Per andare oltre una cabina di regia irrealizzabile, dopo il Consiglio europeo del 10-11 dicembre, nei cinque mesi che si prevedono necessari per la ratifica dell’accordo, ci sono due strade. Ecco quali nell’analisi di Giuseppe Pennisi

Sembra una “commedia all’italiana” un po’ piccante quali quelle di Marco Ferrero che facevano impazzire l’Italia pudibonda degli anni Settanta del secolo scorso. In pochi giorni, è nata una vera e propria fila alla “cabina” (non quelle da spiaggia dove si cambiavano “le maggiorate” di una volta e si mettevamo in coda porcaccioni per scorgere qualcosa tra le lastre di legno delle pareti o dal buco della serratura) ma la “cabina” metaforica proposta dal presidente del Consiglio Giuseppe Conte per la gestione della Recovery and Resilience Facility del Next Generation Eu.
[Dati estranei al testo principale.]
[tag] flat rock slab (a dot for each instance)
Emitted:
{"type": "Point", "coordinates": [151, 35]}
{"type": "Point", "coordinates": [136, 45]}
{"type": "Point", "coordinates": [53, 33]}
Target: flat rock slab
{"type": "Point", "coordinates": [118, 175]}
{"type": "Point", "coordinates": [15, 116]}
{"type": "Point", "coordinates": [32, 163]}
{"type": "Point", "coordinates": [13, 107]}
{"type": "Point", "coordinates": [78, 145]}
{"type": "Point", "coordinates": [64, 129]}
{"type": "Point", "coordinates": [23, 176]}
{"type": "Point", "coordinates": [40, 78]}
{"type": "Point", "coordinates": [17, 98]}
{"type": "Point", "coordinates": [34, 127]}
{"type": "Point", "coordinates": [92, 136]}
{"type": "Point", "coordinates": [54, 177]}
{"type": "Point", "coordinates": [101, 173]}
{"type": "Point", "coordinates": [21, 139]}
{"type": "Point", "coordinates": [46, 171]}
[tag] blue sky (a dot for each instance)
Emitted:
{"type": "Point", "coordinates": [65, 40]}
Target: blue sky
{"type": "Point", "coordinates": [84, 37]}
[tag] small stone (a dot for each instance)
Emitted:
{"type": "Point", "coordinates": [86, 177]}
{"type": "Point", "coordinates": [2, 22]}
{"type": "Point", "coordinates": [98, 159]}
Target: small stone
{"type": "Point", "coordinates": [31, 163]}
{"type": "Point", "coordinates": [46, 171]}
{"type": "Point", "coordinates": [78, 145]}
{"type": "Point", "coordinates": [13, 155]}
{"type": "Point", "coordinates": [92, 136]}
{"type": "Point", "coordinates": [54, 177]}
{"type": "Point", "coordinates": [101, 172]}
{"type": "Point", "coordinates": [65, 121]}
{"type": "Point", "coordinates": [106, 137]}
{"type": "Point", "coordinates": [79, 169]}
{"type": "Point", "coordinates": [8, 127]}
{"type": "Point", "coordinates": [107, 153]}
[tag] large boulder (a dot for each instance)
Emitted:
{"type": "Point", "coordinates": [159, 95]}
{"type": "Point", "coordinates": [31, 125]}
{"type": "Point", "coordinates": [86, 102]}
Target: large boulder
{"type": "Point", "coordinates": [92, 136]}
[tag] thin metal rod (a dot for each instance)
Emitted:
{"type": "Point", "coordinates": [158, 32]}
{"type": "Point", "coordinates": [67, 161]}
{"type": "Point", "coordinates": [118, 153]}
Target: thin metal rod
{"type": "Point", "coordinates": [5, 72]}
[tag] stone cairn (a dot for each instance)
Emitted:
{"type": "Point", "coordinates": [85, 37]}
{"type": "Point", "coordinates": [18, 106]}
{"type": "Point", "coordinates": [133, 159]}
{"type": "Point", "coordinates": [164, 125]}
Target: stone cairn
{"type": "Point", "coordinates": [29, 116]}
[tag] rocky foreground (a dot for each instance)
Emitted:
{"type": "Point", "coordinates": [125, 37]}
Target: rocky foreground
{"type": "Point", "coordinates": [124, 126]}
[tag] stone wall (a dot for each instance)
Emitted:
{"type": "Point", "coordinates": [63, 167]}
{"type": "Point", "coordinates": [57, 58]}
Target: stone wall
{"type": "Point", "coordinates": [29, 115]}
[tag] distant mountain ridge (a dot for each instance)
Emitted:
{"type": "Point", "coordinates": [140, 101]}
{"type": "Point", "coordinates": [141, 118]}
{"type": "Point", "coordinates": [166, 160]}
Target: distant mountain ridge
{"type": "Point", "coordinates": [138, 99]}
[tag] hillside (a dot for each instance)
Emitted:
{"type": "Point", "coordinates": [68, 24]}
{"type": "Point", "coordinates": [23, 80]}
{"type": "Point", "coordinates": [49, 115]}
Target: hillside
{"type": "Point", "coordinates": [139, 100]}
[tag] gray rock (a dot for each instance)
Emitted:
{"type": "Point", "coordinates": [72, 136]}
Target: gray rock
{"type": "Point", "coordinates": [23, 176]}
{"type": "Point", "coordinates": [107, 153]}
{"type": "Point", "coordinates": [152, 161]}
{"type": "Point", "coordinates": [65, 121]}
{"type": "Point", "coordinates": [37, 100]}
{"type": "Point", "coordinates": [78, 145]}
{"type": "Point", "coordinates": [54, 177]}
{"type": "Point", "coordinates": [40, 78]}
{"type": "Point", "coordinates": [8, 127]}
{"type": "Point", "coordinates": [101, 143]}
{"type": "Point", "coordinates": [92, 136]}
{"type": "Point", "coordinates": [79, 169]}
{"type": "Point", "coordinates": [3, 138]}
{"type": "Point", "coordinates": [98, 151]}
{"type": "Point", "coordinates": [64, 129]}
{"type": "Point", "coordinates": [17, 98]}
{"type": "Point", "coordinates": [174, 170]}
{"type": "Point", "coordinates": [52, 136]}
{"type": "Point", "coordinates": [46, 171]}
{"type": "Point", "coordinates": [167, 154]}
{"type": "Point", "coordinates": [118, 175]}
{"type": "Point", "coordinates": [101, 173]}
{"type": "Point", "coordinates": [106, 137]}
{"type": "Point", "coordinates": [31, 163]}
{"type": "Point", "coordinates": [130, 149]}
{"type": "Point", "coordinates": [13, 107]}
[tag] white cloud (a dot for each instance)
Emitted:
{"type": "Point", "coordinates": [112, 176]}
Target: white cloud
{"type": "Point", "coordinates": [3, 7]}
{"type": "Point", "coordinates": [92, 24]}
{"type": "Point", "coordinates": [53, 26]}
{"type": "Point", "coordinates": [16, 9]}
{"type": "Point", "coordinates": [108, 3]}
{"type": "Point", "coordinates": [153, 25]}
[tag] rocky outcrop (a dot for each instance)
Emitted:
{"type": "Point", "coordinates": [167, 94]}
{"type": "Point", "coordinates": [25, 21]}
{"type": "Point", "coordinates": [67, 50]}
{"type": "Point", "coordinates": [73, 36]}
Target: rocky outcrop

Ed è una fila di ben intenzionati alla ricerca di un posto di lavoro e di uno stipendio che stanno muovendo tutte le loro relazioni amicali per fare sì che la “cabina di regia” si realizzi. E sia accogliente. La loro “guida” è la bozza di decreto legge partorita alle due del mattino di una lunga notte la settimana scorsa, proprio prima che il leader di Italia Viva, Matteo Renzi, lanciasse un siluro contro “la cabina”, dicendo a voce alta ciò che numerosi capi e capetti del Partito democratico, e tutti quelli dell’opposizione, affermavano a voce più o meno bassa e che gli esperti in materia scrivevano sulle maggiori testate.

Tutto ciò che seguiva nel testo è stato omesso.